Bir telaştır aslında. Birşeylerin elinizden kayıp gittiğini iliklerinize kadar hissedersiniz. Hep birşeylere aceleniz vardır. Daha günün başladığını anlamadan, varamadan tadına doğan güneşin, sona erer gün; ve en verimli saatleri batmak üzere olan bir güneş ile heba olup gider.
Hep bir karamsarlık hissi bırakır üzerimde kış saati. Mesai henüz bitmişken artık akşam olmuştur ve zaten hiçbirşey yapmaya yetmeyen (ve kesinlikle yetmeyecek olan) ertelenmiş, zavallı bir ömürden bir gün daha kayıp gitmiştir..
Eve dönerken mütemadiyen küfrederim. Çamurlu yollara, gökyüzünden katı ya da sıvı halde dökülen su parçacıklarına, ceplerimi çoğaltması dışında hiçbir ilgi ve sevgi beslemediğim pardüsüme… Küfürlerim Tanrı katında birer dua gibi algılanıyor biliyorum, ben kendimce duamı ederken, bitmesini beklerim bu zavallı mevsimin, bu zavalı akşamüstülerin.
Aslında başlıbaşına bir komedidir, kış saati uygulaması. Saatler birer saat geriye alınır. Alakasız bir gün bir saat uzatılır enerji tasarrufu adına. Günler alt üst olur. Akşam (ve ondan daha beteri akşamüstü) gelip saat beşlere kadar dayanır, kapımızdadır artık.
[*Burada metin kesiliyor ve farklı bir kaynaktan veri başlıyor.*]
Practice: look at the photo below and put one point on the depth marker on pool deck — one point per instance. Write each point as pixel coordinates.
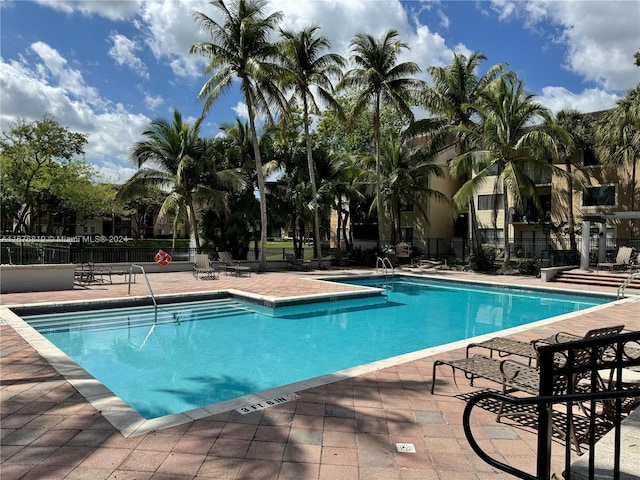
(268, 403)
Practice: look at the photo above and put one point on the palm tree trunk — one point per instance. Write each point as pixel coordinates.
(505, 228)
(573, 244)
(475, 231)
(376, 135)
(261, 190)
(193, 225)
(633, 199)
(312, 178)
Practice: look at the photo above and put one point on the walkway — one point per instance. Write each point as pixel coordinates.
(339, 431)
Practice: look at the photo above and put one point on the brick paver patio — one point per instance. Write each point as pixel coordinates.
(338, 431)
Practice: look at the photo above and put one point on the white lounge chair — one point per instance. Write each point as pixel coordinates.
(231, 265)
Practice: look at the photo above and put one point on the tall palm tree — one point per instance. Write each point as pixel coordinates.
(240, 48)
(577, 128)
(505, 139)
(306, 68)
(171, 156)
(380, 79)
(455, 87)
(618, 136)
(406, 173)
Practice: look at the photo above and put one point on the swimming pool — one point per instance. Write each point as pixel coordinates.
(189, 355)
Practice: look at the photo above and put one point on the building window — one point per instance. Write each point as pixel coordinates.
(406, 235)
(491, 235)
(602, 195)
(589, 158)
(489, 202)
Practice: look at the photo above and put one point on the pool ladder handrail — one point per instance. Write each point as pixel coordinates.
(144, 274)
(383, 262)
(626, 283)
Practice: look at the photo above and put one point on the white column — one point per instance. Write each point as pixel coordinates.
(602, 243)
(584, 246)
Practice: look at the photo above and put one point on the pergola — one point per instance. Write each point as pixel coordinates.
(600, 218)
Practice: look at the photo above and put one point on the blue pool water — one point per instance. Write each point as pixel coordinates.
(190, 355)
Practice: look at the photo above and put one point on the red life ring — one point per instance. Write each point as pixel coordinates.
(163, 258)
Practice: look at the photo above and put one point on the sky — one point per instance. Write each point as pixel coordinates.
(108, 68)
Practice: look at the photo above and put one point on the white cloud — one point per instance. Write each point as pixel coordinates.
(119, 10)
(600, 36)
(123, 53)
(49, 87)
(590, 100)
(153, 102)
(241, 110)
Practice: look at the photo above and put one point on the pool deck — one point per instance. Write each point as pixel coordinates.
(345, 429)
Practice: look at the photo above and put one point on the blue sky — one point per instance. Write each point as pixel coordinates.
(107, 68)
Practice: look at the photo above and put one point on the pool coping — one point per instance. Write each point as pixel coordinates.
(130, 423)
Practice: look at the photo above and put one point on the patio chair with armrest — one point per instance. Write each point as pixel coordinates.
(562, 337)
(230, 265)
(203, 267)
(624, 259)
(504, 346)
(513, 376)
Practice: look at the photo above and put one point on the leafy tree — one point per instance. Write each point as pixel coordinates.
(405, 172)
(505, 139)
(307, 67)
(455, 88)
(35, 156)
(618, 136)
(339, 173)
(241, 48)
(379, 79)
(170, 158)
(143, 208)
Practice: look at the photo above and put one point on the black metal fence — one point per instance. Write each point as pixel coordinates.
(24, 253)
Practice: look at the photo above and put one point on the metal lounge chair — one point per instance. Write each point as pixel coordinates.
(203, 267)
(507, 346)
(232, 266)
(512, 376)
(529, 350)
(562, 337)
(623, 260)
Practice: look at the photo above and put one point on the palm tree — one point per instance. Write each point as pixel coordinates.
(171, 156)
(506, 139)
(241, 48)
(455, 87)
(307, 68)
(618, 136)
(380, 79)
(405, 172)
(339, 173)
(577, 127)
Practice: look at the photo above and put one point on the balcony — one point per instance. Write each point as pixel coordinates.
(529, 216)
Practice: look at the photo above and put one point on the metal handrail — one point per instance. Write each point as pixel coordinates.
(144, 274)
(626, 283)
(384, 262)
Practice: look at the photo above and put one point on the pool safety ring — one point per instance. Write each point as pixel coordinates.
(163, 258)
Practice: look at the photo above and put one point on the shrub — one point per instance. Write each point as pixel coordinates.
(483, 261)
(528, 266)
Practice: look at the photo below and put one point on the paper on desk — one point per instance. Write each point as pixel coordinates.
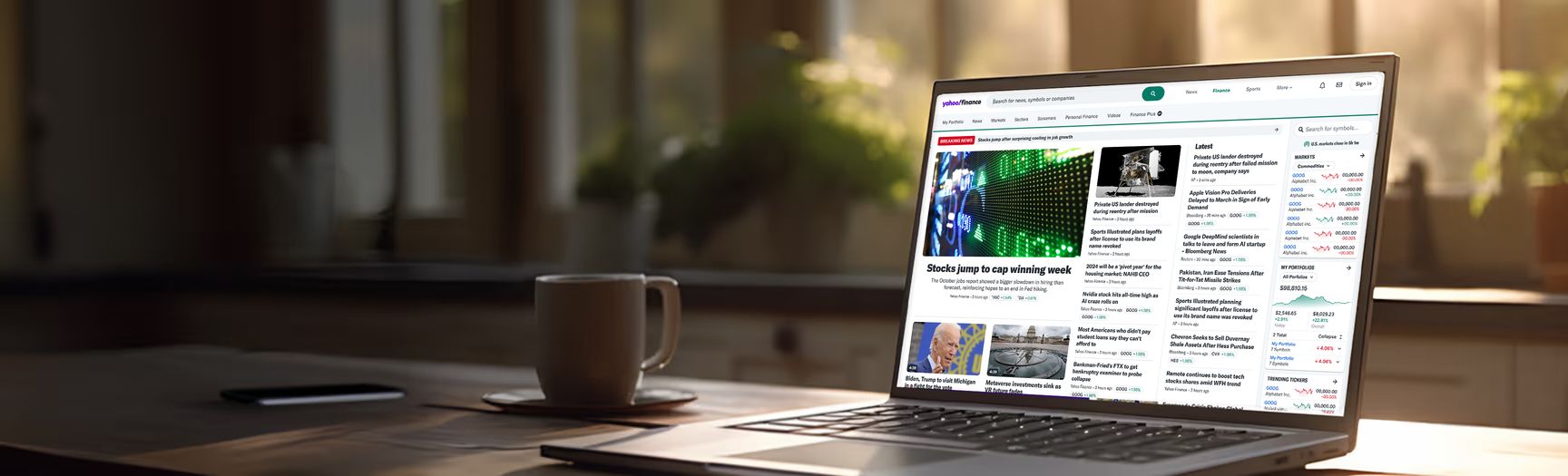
(433, 441)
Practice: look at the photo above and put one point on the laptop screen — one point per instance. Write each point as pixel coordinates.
(1192, 243)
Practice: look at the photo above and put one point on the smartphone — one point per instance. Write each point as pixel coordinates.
(312, 395)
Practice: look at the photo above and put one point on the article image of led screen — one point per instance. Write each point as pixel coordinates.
(1024, 204)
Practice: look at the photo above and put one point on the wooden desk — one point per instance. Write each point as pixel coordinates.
(159, 409)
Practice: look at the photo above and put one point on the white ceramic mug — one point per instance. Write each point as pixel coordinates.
(592, 331)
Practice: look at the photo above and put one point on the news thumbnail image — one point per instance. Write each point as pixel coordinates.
(1031, 351)
(1025, 204)
(946, 348)
(1139, 171)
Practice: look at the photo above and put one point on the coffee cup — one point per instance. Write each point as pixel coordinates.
(592, 332)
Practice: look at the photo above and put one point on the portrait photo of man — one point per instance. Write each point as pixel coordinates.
(945, 348)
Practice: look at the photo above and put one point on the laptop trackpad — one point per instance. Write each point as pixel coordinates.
(855, 456)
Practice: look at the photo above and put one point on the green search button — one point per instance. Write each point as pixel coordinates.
(1152, 92)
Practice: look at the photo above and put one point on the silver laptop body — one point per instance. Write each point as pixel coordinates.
(1255, 325)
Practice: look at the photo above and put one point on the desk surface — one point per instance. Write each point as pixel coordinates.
(159, 407)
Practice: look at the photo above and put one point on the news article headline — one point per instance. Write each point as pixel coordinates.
(999, 269)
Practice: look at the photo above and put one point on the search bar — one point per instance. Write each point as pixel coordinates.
(1333, 129)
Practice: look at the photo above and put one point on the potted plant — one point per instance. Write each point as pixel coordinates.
(801, 152)
(1533, 133)
(613, 218)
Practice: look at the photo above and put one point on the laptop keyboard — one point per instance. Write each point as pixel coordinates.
(1012, 432)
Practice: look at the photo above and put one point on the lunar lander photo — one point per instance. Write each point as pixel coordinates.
(1141, 168)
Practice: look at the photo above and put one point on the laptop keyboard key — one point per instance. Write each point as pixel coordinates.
(800, 422)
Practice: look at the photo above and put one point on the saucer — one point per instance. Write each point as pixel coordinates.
(530, 401)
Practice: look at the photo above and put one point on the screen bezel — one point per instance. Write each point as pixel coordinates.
(1385, 63)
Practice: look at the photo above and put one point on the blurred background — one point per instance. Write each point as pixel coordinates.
(385, 178)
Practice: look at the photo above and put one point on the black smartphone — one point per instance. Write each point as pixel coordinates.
(312, 395)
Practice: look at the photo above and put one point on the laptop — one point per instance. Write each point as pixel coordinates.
(1141, 271)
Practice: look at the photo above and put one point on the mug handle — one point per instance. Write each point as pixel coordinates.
(670, 293)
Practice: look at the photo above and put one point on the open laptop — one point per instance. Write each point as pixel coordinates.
(1143, 271)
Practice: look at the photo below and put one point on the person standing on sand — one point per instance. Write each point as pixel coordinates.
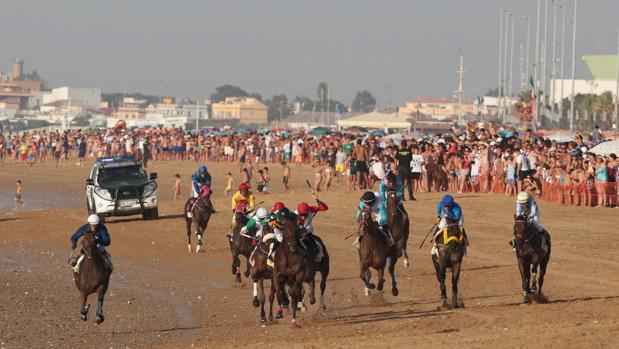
(19, 190)
(177, 186)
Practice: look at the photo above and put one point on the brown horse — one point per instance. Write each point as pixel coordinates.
(293, 266)
(261, 271)
(239, 244)
(200, 216)
(398, 221)
(92, 277)
(374, 252)
(530, 254)
(451, 248)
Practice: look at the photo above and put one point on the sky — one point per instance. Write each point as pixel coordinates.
(396, 49)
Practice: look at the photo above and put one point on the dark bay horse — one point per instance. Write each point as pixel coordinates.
(200, 216)
(375, 253)
(451, 248)
(239, 244)
(530, 254)
(398, 221)
(261, 271)
(293, 266)
(92, 276)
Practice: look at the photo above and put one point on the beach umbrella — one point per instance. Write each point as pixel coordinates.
(606, 148)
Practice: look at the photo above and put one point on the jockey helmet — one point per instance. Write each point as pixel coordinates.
(447, 200)
(523, 197)
(278, 206)
(303, 208)
(262, 213)
(93, 219)
(368, 197)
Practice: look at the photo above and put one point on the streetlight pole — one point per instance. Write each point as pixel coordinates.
(536, 63)
(500, 62)
(573, 67)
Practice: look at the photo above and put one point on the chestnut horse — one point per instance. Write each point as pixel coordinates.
(530, 254)
(200, 216)
(92, 277)
(374, 252)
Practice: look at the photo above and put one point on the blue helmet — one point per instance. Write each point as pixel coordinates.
(447, 200)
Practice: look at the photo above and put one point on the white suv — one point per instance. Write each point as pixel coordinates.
(119, 186)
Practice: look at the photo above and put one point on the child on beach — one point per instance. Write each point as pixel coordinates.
(19, 190)
(286, 175)
(229, 185)
(177, 186)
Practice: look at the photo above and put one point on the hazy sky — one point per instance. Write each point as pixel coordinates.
(396, 49)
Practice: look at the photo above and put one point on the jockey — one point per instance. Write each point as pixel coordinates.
(243, 196)
(306, 214)
(373, 201)
(256, 222)
(447, 208)
(200, 178)
(527, 206)
(102, 237)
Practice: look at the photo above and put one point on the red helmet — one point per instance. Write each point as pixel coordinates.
(303, 208)
(278, 206)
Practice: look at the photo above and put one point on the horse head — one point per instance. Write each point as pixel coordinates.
(521, 229)
(88, 243)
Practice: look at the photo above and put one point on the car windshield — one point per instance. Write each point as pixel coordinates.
(121, 175)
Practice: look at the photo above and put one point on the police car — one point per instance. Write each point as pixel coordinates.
(119, 186)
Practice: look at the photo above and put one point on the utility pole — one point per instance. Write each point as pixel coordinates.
(527, 65)
(617, 89)
(536, 63)
(460, 91)
(505, 42)
(553, 70)
(498, 106)
(511, 68)
(562, 60)
(573, 67)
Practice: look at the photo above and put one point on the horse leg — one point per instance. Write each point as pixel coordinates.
(84, 311)
(455, 276)
(534, 278)
(394, 284)
(247, 268)
(256, 301)
(263, 318)
(188, 221)
(525, 274)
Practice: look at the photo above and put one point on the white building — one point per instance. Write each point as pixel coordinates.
(90, 97)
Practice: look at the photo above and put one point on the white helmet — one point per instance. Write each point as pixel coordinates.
(93, 219)
(262, 213)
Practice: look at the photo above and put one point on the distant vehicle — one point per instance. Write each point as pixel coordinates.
(119, 186)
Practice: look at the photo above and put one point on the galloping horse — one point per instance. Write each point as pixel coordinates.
(451, 248)
(374, 252)
(240, 245)
(293, 266)
(200, 215)
(92, 276)
(530, 254)
(398, 222)
(261, 271)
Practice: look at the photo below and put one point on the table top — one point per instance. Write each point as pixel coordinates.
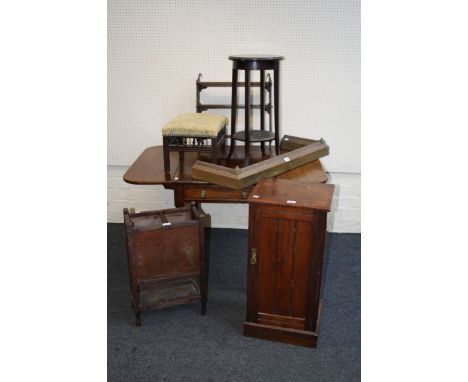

Psikolojik bir etkidir, bir çeşit Çin işkencesi; gün bitmiştir ve yerini dipsiz karanlıklara bırakmıştır.
Kış saati neden ölçü birimimize etki eder, neden oradaki bir ilişki değiştirilir anlamak gerçekten güç. Kış saati ölçü değerlerimiz yerine insnların bizzat kendisine uygulansa? Şöyle ki, mesailer, okullar vs. birer saat erken başlasa. Dükkanlara birer saat erken açılmaları tavsiye edilse? Daha mantıklı olmaz mı? İnsanlar okadar mı aciz? Okadar mı zavallı? Yılın bir yarısı boyunca sürecek bir çıkarma işlemini yapamaz mı? Onun yerine zaman ölçüm kriterimizde değişiklik yapmaya değer mi? Değer mi bünyeleri depresyona ve karanlığa sürüklemeye? Değmez.
Düşünün ki, tekstil atölyelerinde kumaştan tasarruf için bir metrenin 99 cm’ye indiğini? Ya da bir kilogramın on gram azaltıldığını, ötelendiğini. Ne farkı var bunun onlardan? İnanıyorum ki birgün bu saçmalıktan vazgeçilecek, birgün bir akıllı çıkıp saatlerin artık sabit olduğunu ilan edecek. Ben de saat beşte akşam olduğu baskısından kurtulacağım.